En un entorno regulatorio cada vez más hostil a los bancos globales, surge una pregunta relevante: ¿es esta una gran pérdida? ¿Qué ofrecen los bancos internacionales al sistema financiero global? La literatura tradicional identifica tres razones principales para la banca internacional: la diversificación del riesgo, las economías de escala y el seguimiento del cliente corporativo. Pero esta es la lógica desde el punto de vista del propio banco o del país de origen. Desde el punto de vista del país anfitrión, la entrada de bancos extranjeros ofrece ganancias de competencia y eficiencia, en comparación con un sistema bancario puramente nacional. En el caso de las economías emergentes, una razón adicional es la profesionalización de la gestión de riesgos y la separación del sistema bancario respecto de los grupos industriales locales o las "élites extractivas", particularmente importante en países con marcos institucionales más débiles. Un ejemplo es América Latina, una región tradicionalmente propensa a las crisis financieras y que, a raíz de la entrada de bancos internacionales en las privatizaciones de finales del siglo XX y principios del XXI, ha mostrado una resiliencia notable ante las crisis de los últimos años, en parte gracias al modelo descentralizado (MPE) de los bancos españoles, que ha limitado el contagio.

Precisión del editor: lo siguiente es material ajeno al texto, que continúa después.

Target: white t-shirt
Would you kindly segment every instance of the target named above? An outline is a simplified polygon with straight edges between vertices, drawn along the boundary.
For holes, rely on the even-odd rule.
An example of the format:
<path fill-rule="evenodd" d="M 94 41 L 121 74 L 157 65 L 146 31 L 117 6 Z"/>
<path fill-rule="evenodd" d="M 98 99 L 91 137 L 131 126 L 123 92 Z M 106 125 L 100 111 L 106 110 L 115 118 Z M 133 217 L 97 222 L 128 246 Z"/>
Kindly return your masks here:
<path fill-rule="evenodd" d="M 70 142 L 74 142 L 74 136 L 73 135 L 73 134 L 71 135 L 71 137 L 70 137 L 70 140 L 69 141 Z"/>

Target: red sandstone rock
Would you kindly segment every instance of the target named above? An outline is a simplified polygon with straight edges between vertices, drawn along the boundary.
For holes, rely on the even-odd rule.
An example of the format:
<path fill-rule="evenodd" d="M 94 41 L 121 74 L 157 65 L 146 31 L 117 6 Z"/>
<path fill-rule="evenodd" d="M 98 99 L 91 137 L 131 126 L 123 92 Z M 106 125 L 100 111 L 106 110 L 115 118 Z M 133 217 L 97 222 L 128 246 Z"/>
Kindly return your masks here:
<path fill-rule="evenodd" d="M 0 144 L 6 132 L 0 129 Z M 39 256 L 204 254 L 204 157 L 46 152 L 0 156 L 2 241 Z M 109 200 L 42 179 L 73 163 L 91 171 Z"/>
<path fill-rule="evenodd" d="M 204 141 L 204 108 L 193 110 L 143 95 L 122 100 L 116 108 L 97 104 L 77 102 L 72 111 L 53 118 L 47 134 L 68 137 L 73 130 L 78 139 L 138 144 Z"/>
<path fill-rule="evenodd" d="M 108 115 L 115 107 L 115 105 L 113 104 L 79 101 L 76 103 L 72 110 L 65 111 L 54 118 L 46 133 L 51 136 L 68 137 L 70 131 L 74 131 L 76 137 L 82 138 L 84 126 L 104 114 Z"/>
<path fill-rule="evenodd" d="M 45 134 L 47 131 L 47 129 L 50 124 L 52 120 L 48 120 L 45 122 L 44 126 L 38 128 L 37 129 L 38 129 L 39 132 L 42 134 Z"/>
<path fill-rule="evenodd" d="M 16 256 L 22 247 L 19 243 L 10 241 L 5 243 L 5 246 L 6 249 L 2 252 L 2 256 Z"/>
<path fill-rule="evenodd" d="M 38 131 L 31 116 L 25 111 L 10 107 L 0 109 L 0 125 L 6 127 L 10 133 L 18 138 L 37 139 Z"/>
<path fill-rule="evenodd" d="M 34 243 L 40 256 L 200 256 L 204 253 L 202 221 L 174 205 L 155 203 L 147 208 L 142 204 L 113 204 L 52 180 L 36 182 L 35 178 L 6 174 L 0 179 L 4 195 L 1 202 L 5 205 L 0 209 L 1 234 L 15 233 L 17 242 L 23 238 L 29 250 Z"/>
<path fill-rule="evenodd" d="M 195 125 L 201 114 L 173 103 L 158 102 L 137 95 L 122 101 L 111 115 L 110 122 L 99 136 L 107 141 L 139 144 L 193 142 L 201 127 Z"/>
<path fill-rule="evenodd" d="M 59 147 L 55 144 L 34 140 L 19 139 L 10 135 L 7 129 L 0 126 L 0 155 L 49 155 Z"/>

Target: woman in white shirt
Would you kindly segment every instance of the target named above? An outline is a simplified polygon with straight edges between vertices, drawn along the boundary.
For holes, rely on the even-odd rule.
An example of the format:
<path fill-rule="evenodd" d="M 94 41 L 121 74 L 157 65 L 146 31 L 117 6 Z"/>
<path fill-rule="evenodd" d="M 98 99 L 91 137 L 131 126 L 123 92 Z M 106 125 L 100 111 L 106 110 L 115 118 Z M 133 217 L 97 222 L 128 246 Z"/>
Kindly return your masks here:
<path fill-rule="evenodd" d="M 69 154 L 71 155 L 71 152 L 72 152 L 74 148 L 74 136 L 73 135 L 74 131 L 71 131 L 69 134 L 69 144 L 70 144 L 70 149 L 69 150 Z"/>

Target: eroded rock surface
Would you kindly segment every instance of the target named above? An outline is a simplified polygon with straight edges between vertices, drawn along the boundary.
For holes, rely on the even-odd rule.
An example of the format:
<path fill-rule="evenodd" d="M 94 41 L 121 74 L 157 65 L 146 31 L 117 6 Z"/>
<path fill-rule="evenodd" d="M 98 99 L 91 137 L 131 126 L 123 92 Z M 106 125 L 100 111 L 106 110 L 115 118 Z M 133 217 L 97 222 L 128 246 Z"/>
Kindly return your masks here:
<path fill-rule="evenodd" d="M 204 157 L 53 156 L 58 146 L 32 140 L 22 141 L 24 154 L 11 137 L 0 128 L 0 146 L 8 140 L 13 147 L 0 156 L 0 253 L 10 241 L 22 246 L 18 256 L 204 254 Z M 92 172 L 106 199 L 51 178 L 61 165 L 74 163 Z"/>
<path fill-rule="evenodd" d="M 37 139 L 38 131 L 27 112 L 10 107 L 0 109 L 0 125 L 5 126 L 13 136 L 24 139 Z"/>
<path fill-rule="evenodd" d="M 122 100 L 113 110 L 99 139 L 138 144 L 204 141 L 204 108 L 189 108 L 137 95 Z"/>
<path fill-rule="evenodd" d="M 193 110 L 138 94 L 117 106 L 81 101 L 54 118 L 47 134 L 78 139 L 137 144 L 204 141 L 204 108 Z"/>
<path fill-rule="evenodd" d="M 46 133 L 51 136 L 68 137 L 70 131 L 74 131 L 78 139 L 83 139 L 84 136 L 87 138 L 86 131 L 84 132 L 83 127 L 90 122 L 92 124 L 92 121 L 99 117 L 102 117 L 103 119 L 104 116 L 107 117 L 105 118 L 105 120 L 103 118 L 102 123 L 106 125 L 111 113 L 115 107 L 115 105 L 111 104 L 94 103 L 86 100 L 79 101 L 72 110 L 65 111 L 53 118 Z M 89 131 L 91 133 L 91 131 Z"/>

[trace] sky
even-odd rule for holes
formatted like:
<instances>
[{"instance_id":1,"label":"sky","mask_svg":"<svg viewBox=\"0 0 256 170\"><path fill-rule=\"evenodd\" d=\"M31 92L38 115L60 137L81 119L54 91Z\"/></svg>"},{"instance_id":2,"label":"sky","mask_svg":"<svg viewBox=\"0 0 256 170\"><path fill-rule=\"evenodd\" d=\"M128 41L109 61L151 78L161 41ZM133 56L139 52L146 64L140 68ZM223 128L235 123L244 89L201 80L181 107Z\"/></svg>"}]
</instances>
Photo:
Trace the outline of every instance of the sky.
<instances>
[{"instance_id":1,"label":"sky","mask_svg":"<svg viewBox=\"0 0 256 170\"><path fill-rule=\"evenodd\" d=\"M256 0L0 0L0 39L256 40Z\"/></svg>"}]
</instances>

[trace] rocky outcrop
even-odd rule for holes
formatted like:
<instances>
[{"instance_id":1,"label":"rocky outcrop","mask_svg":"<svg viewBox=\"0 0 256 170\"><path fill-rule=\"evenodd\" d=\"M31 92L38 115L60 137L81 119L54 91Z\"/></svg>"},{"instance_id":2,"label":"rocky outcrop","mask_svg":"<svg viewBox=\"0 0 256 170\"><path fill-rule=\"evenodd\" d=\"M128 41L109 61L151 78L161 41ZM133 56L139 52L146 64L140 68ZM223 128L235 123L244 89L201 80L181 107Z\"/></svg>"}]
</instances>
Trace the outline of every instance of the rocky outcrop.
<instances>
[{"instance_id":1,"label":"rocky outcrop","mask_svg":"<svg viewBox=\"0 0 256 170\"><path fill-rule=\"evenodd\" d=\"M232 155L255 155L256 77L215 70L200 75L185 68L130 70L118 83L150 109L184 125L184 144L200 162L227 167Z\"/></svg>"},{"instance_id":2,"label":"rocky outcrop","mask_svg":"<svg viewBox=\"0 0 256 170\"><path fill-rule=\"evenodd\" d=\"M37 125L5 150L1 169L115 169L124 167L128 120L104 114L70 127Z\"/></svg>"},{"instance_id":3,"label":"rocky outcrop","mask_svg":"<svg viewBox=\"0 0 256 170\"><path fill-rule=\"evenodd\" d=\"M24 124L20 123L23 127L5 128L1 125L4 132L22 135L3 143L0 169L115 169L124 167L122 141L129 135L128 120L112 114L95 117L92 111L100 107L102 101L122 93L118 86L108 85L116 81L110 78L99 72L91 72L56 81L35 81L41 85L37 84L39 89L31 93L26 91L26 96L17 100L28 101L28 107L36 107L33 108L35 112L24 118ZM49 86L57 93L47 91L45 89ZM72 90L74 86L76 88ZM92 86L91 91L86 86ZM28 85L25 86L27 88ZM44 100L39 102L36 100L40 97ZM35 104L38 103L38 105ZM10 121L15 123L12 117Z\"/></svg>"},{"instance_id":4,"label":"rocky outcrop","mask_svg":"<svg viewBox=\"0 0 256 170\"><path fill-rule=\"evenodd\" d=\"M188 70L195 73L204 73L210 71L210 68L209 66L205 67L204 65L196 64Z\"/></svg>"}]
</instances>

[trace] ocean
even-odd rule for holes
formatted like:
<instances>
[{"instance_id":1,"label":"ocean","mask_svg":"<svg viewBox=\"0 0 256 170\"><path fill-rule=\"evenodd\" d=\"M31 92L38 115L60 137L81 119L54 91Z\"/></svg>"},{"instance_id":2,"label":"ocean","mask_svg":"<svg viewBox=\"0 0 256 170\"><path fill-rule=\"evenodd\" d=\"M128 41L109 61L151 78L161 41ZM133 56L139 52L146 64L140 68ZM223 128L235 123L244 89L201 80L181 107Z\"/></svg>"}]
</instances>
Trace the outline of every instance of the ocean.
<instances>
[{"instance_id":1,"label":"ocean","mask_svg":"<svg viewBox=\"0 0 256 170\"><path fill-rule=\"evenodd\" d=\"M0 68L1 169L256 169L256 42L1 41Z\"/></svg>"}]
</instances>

Si los bancos internacionales aportan ventajas al sistema financiero global, especialmente en países emergentes, ¿qué se puede hacer para evitar que la regulación los penalice? Entre las líneas de acción que podrían abordar este problema, cabe mencionar las siguientes: (i) evitar la extraterritorialidad, especialmente la generada en jurisdicciones clave como EE.UU. y la UE, que hace que los bancos de estos países, cuando operan sobre todo en países emergentes, estén sujetos a estándares más exigentes que sus competidores locales; (ii) delinear los roles de las agencias regulatorias y supervisoras independientes frente al poder legislativo, de manera que el alineamiento con los estándares internacionales sea compatible con el normal proceso democrático de cada país y (iii) aclarar el ámbito de actuación de los supervisores locales, con frecuencia más relevante que la regulación, algo que apenas se reconoce en el proceso de establecimiento de estándares globales.
Las líneas de acción antes mencionadas deberían ayudar en la necesaria simplificación de la regulación financiera internacional, para corregir la tendencia (un tanto paradójica) hacia estándares internacionales cada vez más detallados y una creciente fragmentación del sistema financiero global, restableciendo un campo de juego más equilibrado entre los bancos internacionales y los actores locales. Todo esto reafirmaría la relevancia del proceso de establecimiento de estándares globales en Basilea.